1
votes

I have a.h and a.c that gives the interface and implementation of a function

//a.h
#ifndef A_H
#define A_H
int op();
#endif

//a.c
#include "a.h"
int op(){
    return 1;
}

Similarly, I have b.h and b.c that gives the interface of a function of the same name but with a different implementation

//b.h
#ifndef B_H
#define B_H
int op();
#endif

//b.c
#include "b.h"
int op(){
    return 2;
}

Now, I want to link them with the main program

#include <stdio.h>

int op();

int main(){
printf( "returned = %d\n ", op());
}

For that purpose, I first compile a.c and b.c to a.o and b.o respectively.

gcc -c a.c; gcc -c b.c

Then I am trying to link them together. An usual objective here is to let main.c choose the implementation of 'op' using the implementation that appears first in the linking command. So, ideally:

gcc a.o b.o main.c should give me an executable that returns 1 when executed, and gcc b.o a.o main.c should give me an executable that returns 2 when executed. But I get the error message

ld: 1 duplicate symbol for architecture x86_64

to which I am actually not that surprised. My question is: How can I let the first occurred implementation be used by main.c?
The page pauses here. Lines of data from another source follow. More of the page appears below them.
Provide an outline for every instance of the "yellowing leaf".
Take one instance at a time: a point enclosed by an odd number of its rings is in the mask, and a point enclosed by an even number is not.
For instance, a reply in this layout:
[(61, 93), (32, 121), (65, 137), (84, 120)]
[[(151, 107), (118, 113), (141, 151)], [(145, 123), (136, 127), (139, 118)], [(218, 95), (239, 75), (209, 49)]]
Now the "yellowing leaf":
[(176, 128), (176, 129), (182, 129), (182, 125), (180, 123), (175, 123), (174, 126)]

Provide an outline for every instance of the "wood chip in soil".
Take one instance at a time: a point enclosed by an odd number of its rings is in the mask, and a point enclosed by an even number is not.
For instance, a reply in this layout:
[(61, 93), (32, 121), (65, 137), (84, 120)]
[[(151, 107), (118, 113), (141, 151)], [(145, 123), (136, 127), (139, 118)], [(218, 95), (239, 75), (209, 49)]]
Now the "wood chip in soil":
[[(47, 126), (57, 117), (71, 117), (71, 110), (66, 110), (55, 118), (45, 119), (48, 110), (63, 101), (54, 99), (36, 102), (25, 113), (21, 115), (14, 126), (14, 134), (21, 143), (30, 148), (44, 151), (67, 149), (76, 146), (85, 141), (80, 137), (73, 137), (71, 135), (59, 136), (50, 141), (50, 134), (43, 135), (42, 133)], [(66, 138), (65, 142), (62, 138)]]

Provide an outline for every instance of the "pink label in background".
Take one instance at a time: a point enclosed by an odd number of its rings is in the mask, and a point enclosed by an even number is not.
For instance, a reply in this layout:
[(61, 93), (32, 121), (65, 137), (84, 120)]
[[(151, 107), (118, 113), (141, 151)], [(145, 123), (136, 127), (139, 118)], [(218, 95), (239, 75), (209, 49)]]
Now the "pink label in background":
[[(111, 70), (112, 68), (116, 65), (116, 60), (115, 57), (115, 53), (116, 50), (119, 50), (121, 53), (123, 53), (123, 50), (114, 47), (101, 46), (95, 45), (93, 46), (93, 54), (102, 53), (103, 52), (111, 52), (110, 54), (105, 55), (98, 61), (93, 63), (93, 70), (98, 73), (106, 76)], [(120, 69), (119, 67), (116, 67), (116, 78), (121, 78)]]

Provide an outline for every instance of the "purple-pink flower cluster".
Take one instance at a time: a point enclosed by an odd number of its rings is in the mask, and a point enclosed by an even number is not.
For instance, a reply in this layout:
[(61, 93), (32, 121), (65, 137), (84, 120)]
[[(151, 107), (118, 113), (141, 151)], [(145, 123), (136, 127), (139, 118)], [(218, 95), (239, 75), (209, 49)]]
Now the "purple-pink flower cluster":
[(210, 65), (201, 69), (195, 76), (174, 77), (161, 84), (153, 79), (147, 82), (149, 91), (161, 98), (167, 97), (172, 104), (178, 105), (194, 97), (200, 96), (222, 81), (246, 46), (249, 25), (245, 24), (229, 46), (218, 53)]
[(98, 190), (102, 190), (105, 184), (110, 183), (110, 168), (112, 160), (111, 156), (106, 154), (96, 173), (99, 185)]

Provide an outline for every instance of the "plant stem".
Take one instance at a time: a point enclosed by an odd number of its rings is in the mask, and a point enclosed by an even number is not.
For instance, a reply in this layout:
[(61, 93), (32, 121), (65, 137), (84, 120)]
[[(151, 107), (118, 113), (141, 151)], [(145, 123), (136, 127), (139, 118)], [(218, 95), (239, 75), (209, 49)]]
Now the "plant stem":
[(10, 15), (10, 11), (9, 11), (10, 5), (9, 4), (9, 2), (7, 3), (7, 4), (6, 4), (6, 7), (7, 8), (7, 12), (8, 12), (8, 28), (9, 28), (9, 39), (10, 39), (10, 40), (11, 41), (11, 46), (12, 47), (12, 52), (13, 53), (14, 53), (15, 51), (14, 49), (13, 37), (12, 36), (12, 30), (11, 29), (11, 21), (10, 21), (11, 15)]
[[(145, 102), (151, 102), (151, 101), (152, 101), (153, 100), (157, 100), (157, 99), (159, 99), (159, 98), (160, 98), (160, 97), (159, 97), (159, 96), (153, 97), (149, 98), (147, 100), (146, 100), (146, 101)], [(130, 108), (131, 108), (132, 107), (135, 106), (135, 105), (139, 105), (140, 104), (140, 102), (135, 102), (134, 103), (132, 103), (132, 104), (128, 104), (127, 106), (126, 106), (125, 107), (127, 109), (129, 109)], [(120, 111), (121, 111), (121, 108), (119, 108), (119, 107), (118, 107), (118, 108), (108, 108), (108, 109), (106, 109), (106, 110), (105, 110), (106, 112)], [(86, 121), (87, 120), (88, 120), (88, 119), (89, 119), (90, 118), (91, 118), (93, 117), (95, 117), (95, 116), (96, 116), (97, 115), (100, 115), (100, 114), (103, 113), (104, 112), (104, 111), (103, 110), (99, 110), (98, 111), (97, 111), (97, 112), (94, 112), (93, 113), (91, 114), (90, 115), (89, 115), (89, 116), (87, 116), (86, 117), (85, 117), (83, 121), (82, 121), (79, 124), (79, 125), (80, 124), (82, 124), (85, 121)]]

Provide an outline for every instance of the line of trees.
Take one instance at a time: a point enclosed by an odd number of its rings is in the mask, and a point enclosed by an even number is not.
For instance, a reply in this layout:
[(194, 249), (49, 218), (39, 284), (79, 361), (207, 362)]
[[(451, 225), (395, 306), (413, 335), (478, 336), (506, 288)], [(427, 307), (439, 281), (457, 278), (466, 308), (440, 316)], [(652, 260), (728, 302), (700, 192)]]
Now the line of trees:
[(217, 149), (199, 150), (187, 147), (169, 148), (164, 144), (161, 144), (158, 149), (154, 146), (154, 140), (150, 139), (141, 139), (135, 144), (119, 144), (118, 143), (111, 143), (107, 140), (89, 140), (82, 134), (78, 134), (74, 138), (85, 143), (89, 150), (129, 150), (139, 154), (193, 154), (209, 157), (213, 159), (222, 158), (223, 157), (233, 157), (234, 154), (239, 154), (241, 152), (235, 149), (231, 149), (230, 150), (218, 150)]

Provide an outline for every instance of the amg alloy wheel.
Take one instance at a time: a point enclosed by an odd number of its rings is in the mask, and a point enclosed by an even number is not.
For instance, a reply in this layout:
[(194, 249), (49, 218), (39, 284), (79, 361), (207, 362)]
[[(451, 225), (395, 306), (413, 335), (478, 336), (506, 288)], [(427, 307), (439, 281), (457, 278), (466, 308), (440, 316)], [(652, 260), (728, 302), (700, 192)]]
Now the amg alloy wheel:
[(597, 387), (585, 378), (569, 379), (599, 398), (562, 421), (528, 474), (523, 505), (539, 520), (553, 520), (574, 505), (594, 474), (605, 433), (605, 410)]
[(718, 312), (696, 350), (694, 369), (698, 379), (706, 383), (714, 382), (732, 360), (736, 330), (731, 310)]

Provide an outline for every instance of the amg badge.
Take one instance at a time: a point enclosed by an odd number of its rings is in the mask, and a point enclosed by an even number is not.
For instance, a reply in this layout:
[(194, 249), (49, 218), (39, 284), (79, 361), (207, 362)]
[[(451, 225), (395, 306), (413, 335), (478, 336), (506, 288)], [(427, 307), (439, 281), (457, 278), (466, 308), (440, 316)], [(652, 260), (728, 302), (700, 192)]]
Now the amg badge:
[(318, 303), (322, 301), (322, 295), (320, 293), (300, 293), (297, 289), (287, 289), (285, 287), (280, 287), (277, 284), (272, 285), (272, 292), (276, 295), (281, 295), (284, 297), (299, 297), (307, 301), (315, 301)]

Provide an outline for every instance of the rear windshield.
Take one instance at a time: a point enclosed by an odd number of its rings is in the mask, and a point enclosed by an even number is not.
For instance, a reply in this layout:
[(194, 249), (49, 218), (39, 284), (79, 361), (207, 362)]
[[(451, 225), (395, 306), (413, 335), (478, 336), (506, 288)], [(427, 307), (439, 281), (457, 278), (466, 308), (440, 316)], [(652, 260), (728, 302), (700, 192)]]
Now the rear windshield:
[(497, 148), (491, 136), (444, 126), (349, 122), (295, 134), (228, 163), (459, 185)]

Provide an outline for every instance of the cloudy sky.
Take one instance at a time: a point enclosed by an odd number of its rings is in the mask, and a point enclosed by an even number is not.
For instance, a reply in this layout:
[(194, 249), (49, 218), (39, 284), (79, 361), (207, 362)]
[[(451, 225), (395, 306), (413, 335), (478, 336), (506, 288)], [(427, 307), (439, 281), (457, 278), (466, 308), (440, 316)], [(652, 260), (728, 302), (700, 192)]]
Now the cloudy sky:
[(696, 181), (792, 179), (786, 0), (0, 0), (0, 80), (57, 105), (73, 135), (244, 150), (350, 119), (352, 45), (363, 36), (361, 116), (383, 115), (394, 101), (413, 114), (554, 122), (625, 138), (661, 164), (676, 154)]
Thanks.

2
Use manual dynamic linking with dlopen; other than that I see no way to do this without involving some seriously dark hacks.datenwolf
While not random letting the linker pick one implementation looks like a very bad idea in general. What do you actually want to accomplish with that?too honest for this site
gcc a.o main.c or gcc b.o main.c..you are trying oops fundamentals in C..right? It is C not Python or Java..Linker is doing its job well, I hope you understand that.Gaurav Minocha
Put the object codes in separate libraries, then specify the order of the libraries. For example, a.o is in library libA.a and b.o is in library libB.a. Then link using either -lA -lB or -lB -lAFredK

2 Answers

3
votes

One option:

  1. Make two static libraries -- one from a.o and one from b.o.

    ar libA.a a.o
    ar libB.a b.o
    
  2. In the link line, use the library that you want to be given higher priority before the other one.

    gcc main.c -L. -lA -lB
    
3
votes

Depending on linker argument order to select which function to use is in general a bad idea. However, your requirements can be implemented using weak symbols.

To make a function "weak", i.e. overridable by another implementation, mark it with GCC __attribute__((weak)), for example:

int op(void) __attribute__((weak));
int op(void){
    return 2;
}

If you declare both implementations as "weak" in this way, the one that comes first is going to be preferred.

If you mark just one as weak, the other one will be strictly preferred regardless of the linking order. I would suggest to go this way to increase the maintainability of the code.